Oil took multiple drops and tumbles in the first half of 2017 and has fallen by more than 14 percent because of the oversupplied market, but one fund manager believes that the worst is finally over and oil is reaching a turning point.
Crude prices posted their worst first-half performance since 1998 as OPEC-led production cuts have failed to put an end to the global oversupply. The OPEC agreement failed to achieve their goal to significantly downsize bulging stockpiles around the world.
Rob Thummel, the managing director for tortoise Capital Advisor stated that “The energy sector has been down but it is not out just yet”
Thummel sees a lack of capital investment in the U.S. productions that would lead to an oversupply of crude oil that would eventually result to a rise in crude prices.
Baker Hughes, an oilfield services firm, stated on Friday that its weekly count of oil rigs operating in the U.S. fields was down by two rigs, which was its first decline since January.
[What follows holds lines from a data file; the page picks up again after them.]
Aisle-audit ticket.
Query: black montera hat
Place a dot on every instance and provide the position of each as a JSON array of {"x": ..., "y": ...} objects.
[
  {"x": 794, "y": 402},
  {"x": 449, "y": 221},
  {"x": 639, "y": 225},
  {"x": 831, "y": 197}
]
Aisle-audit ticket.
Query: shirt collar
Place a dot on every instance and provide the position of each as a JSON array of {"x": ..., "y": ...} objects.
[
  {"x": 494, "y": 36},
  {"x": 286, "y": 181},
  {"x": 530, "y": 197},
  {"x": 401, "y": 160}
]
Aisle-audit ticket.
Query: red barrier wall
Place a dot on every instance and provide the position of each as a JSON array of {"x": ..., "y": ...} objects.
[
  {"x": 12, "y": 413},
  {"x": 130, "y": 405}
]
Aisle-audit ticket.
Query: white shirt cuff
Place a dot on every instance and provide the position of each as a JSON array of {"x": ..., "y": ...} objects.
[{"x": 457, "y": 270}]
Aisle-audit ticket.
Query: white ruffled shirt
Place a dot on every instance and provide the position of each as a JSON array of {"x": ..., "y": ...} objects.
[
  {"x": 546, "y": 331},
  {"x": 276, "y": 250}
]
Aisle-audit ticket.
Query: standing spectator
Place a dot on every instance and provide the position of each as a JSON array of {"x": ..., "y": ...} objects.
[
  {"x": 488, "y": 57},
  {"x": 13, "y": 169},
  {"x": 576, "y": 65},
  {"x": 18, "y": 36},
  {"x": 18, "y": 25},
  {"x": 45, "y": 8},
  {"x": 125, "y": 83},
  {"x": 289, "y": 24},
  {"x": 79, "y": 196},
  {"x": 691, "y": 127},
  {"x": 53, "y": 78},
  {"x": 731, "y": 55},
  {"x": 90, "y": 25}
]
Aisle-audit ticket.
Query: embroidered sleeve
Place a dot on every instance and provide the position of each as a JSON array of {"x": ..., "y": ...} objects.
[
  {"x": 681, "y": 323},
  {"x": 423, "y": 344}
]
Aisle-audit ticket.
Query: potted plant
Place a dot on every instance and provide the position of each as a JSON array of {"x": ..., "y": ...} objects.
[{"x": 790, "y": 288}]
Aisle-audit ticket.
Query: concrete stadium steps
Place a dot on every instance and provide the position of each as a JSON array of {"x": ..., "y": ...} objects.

In the previous week the U.S. Crude output dropped 100,000 barrels per day or 9.3 million barrels per day, which is the steepest weekly fall since July 2016.
While the oil market rebalances it out the midstream energy transportation and storage sector will be an attractive investment.
"If you look at where [energy infrastructure] trades at historical levels, they look pretty cheap right now," Thummel added.